Une brève histoire des économistes de Aix-en-Provence

économistes Aix-en-Provence
Une brève histoire des économistes aixois https://presses-universitaires.univ-amu.fr/breve-histoire-economistes-aixois

Dans un court ouvrage, Une brève histoire des économistes aixois, Jean-Yves Naudet nous fait un véritable cadeau : celui de nous raconter les deux derniers siècles des économistes aixois, entremêlant ceux qui s’illustrèrent d’abord à l’Académie d’Aix puis ceux que l’université accueillit d’abord pour des cours d’économie politique après bien des péripéties fort bien résumées, puis pour faire une place méritée à des professeurs, certains cumulant les deux mérites.

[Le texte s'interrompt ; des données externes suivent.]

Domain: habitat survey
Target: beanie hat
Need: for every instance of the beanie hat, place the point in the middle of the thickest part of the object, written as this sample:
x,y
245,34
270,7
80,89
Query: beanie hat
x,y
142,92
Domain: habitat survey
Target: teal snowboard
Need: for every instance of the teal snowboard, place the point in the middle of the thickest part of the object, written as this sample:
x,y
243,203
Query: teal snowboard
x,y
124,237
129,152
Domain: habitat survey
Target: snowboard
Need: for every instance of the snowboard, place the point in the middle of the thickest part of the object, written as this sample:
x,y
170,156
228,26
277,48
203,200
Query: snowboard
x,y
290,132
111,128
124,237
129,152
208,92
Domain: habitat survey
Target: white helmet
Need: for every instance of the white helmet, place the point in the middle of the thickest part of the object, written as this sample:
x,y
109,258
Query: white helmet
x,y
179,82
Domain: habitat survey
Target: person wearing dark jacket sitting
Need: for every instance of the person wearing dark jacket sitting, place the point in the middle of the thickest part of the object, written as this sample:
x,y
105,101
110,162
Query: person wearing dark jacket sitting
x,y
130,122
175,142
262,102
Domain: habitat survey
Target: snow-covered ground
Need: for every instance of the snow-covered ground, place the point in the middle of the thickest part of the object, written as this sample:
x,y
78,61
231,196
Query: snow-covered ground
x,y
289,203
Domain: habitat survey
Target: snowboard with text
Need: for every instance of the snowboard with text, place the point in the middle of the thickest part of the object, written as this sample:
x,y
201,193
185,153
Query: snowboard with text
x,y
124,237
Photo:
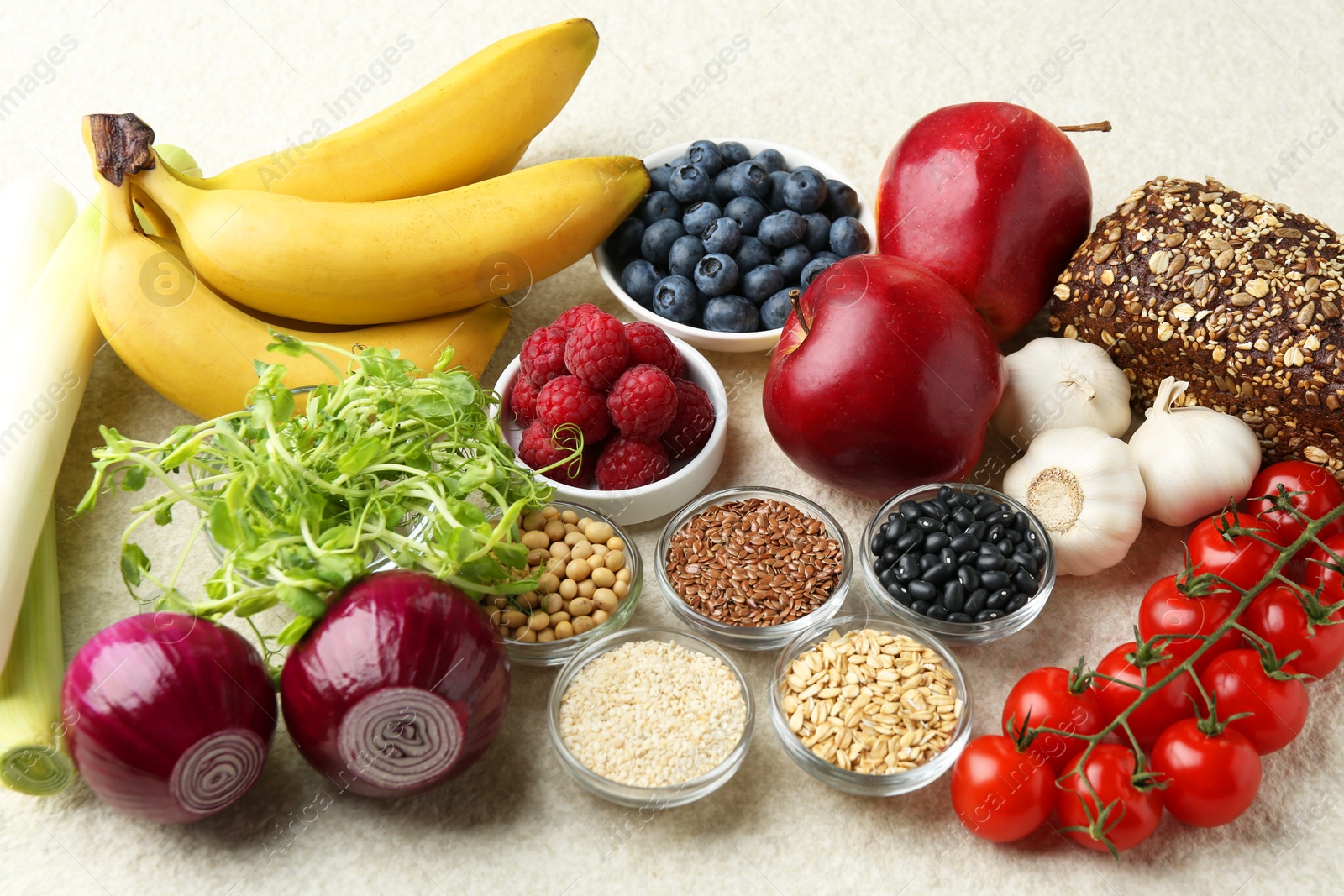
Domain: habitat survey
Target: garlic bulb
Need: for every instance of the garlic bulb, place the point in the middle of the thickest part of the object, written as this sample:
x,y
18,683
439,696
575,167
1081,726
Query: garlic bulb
x,y
1061,383
1086,490
1194,459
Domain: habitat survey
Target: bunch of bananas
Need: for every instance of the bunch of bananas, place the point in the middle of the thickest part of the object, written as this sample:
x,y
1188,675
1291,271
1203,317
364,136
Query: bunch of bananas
x,y
403,230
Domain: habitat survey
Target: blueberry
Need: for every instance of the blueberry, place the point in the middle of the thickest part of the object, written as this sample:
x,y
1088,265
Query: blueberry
x,y
784,228
624,241
638,278
749,212
752,254
698,217
792,261
848,237
723,187
659,238
777,181
717,275
842,202
817,234
675,298
750,179
723,235
770,159
690,184
774,312
819,264
685,254
732,154
659,177
659,206
705,155
763,282
804,191
732,315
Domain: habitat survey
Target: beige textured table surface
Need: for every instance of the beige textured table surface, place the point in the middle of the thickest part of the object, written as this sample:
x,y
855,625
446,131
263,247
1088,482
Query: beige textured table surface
x,y
1243,92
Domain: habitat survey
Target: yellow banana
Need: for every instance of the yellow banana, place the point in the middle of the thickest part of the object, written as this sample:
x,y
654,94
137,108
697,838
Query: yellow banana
x,y
197,349
386,261
472,123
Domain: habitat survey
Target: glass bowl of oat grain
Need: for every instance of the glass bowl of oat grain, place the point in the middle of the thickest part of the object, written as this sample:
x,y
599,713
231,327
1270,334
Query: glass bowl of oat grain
x,y
752,567
651,718
870,705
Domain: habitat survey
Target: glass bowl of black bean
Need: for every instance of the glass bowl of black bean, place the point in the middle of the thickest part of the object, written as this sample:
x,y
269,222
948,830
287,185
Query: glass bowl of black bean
x,y
961,560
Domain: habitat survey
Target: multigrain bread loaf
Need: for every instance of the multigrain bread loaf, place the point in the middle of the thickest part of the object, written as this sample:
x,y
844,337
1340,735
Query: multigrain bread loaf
x,y
1233,293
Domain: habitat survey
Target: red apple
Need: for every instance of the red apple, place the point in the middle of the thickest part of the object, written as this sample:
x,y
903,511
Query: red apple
x,y
994,199
885,379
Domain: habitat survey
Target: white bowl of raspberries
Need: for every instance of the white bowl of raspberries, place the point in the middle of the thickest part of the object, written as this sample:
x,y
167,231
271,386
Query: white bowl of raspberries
x,y
648,410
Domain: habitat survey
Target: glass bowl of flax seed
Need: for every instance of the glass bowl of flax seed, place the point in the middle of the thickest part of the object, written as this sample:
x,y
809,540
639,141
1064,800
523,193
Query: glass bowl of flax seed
x,y
752,567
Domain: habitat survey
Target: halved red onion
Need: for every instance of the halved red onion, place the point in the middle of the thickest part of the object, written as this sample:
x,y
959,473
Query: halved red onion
x,y
170,716
402,685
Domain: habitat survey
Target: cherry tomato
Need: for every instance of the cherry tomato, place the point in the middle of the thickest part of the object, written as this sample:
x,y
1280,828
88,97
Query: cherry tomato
x,y
1132,815
1001,794
1043,698
1240,683
1277,616
1210,779
1321,493
1166,610
1240,559
1175,701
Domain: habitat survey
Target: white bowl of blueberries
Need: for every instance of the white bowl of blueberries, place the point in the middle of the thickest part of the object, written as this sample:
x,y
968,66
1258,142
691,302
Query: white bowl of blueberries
x,y
727,230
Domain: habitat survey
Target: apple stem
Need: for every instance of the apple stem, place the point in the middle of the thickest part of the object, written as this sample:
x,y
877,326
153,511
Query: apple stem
x,y
1095,125
797,312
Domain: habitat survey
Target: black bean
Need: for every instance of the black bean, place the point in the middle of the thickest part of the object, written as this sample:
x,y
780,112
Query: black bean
x,y
987,563
921,590
936,542
994,579
940,574
978,600
964,542
954,597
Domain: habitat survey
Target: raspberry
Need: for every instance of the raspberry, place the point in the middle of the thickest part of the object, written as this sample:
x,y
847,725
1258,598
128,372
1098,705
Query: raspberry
x,y
568,399
643,402
522,401
573,316
628,464
651,345
694,422
597,349
539,449
543,355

C’est donc deux livres en un que nous offre le professeur aixois dont la réputation, l’expertise exceptionnelle et la renommée pour ses travaux sur la doctrine sociale de l’Église catholique pourraient faire oublier qu’il est d’abord et reste un économiste. Il n’est pas de ceux qui ici recherchent la lumière, là courent les comités Théodule, là encore font profession de Nostradamus, là enfin fréquentent volontiers les trompettes de la renommée plutôt que le silence des bibliothèques.

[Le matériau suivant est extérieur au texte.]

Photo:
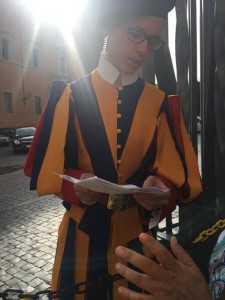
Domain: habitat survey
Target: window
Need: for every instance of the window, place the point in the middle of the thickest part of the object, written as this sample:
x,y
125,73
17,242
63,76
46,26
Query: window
x,y
8,102
38,105
35,57
6,46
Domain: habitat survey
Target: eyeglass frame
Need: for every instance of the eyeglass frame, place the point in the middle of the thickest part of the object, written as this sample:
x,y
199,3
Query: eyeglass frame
x,y
149,39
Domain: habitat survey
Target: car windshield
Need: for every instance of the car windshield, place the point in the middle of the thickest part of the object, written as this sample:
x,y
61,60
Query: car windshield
x,y
25,131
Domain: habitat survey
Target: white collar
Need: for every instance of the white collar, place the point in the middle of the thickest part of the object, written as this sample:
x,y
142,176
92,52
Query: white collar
x,y
109,73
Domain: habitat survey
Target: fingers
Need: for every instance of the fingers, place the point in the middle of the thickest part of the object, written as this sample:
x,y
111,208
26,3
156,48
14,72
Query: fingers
x,y
181,254
131,295
150,204
163,256
139,279
141,262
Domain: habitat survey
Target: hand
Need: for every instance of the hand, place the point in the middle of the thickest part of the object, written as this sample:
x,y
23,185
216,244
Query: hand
x,y
152,202
169,279
86,196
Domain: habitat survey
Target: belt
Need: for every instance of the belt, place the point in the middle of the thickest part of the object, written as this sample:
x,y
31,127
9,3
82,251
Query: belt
x,y
119,202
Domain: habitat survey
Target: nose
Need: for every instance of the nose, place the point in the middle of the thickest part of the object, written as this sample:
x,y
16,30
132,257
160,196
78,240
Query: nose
x,y
143,47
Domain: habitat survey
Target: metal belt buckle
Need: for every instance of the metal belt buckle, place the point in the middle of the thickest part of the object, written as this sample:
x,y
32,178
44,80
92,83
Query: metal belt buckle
x,y
118,202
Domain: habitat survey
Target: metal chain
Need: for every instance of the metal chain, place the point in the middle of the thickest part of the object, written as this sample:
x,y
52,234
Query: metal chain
x,y
79,288
210,231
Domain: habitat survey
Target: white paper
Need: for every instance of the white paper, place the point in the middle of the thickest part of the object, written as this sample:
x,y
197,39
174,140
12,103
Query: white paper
x,y
103,186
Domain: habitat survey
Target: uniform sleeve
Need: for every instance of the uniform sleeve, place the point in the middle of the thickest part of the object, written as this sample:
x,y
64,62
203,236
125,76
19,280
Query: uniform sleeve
x,y
180,175
169,164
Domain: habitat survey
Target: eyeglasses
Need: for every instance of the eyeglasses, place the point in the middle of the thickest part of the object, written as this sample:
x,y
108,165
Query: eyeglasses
x,y
138,36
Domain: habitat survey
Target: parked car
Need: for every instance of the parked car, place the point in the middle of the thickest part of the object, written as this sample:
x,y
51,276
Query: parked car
x,y
4,140
22,139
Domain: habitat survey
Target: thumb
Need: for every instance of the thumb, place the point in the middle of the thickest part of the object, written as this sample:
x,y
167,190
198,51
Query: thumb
x,y
181,254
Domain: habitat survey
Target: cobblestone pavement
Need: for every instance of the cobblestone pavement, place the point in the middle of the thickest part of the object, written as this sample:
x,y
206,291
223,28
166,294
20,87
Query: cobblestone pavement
x,y
28,234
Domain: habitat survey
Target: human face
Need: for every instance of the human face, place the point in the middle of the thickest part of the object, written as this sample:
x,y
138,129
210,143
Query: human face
x,y
126,55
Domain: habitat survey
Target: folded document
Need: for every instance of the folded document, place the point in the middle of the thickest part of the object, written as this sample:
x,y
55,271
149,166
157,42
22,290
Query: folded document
x,y
103,186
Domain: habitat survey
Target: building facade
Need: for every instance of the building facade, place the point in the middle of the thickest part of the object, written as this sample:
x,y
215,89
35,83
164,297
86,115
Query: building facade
x,y
31,58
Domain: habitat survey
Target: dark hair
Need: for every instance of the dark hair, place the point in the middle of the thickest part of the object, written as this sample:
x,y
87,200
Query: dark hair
x,y
118,10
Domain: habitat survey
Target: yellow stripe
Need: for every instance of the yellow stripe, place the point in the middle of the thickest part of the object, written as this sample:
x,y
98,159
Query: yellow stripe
x,y
48,182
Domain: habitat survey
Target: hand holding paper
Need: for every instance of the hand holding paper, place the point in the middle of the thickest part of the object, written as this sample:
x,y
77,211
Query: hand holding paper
x,y
103,186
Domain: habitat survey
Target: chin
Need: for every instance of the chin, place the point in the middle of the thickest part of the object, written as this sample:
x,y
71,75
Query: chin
x,y
130,70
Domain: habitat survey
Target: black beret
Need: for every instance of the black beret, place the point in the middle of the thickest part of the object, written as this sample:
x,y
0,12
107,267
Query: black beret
x,y
120,9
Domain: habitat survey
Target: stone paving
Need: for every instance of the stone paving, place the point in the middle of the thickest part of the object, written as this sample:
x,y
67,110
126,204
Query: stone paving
x,y
28,234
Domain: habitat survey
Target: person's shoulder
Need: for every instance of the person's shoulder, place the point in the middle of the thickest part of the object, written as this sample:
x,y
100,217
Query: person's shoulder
x,y
81,80
154,89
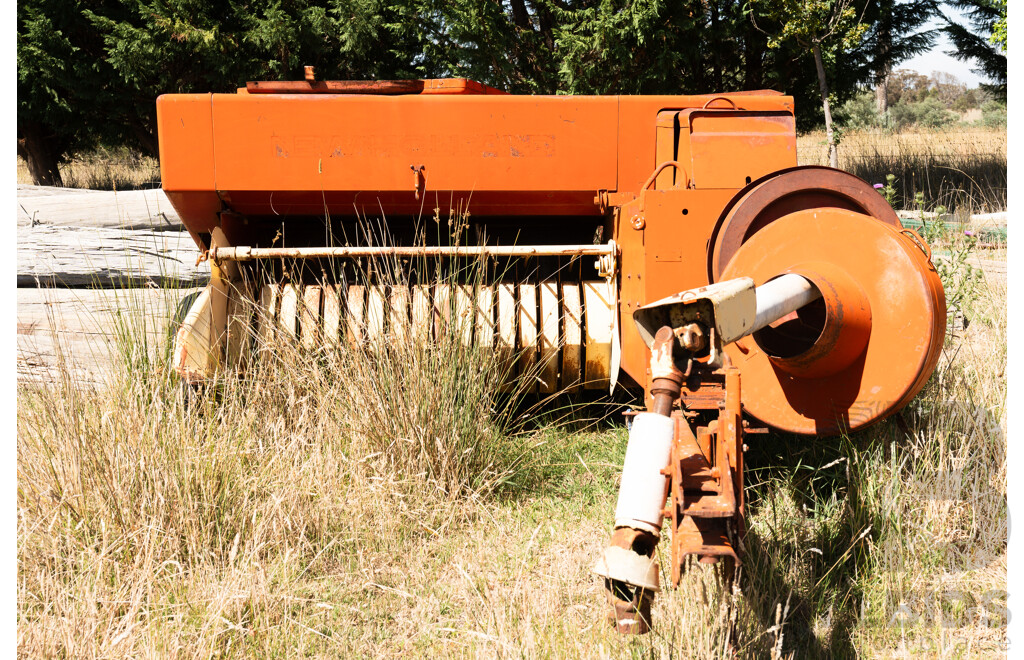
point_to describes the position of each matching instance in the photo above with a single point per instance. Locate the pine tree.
(981, 40)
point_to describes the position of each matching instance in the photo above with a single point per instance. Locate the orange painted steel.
(287, 156)
(869, 346)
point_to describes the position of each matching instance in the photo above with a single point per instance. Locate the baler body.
(528, 170)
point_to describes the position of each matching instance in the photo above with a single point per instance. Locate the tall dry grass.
(103, 170)
(956, 168)
(364, 503)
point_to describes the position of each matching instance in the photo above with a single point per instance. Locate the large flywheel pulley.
(861, 351)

C’est parce qu’il a une longue fréquentation de l’Histoire de la pensée économique, une connaissance très fine de l’histoire des facultés de droit, puis de sciences économiques, qu’il peut nous restituer des figures si bien décrites et colorées sous tous leurs aspects qu’elles forment une galerie de portraits si savants et si vivants qu’au fil du texte il nous semble les connaître pas seulement par leurs travaux, mais encore par leur personnalité, pour certains presque leur intimité. Dans une recension restée célèbre, l’immense historien Pierre Chaunu indique que l’ouvrage commenté bat le record du monde d’informations à la ligne. Cette phrase me poursuit depuis que j’ai lu cet ouvrage petit par la taille, mais réellement un grand ouvrage par son contenu.

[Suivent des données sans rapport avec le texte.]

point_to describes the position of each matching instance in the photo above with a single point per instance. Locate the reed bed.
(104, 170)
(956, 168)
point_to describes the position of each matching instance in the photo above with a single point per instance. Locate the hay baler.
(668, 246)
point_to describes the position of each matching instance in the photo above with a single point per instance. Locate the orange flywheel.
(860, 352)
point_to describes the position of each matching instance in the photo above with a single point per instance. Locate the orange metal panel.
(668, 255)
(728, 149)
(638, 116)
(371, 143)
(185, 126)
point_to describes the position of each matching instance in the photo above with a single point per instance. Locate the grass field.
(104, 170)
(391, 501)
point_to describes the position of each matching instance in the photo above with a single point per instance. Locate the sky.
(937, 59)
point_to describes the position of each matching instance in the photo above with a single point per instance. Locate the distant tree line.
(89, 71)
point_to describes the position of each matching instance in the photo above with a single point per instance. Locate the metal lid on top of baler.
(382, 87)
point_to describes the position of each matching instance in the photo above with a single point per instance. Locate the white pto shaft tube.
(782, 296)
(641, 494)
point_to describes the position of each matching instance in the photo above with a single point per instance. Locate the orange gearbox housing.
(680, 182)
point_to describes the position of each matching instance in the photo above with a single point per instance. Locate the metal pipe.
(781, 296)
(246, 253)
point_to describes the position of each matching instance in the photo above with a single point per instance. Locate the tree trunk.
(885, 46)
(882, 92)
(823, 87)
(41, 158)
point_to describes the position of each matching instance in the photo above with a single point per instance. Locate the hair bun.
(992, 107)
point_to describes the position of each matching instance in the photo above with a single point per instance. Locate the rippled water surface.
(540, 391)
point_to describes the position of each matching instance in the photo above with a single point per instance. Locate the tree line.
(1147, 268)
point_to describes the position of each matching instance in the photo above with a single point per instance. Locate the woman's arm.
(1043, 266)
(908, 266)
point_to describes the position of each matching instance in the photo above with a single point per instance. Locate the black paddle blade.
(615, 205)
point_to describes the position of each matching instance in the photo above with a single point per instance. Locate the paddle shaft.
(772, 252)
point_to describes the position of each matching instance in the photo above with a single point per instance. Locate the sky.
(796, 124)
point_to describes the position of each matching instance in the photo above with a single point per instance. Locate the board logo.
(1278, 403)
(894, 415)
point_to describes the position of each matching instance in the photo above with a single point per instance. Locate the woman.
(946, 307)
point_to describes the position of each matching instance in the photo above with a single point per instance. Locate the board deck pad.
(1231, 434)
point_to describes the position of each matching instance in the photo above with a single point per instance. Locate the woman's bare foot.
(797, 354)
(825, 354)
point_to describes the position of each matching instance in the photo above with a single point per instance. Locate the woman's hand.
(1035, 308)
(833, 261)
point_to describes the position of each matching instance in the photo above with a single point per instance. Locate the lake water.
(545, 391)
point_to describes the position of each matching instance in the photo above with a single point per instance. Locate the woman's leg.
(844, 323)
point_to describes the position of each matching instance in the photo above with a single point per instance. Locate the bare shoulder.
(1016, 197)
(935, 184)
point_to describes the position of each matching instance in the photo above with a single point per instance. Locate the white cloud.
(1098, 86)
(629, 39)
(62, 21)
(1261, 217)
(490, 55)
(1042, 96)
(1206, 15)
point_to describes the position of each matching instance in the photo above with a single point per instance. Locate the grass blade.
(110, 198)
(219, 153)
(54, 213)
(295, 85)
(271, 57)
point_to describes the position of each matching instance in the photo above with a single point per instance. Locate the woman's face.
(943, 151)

L’auteur connaît tout sur les économistes aixois, tant de l’Académie que de l’université, chose déjà appréciable, mais encore comme sa culture est considérable cela lui permet de replacer chaque auteur, chaque ouvrage à son exacte place. Et si l’ouvrage est concis, ce n’est pas parce qu’il emprunte à la technique de Procuste, mais parce que chaque mot est travaillé, chaque expression ciselée. L’auteur se saisit de l’essentiel, capture une ambiance, une situation en une phrase et fait litière de l’accessoire.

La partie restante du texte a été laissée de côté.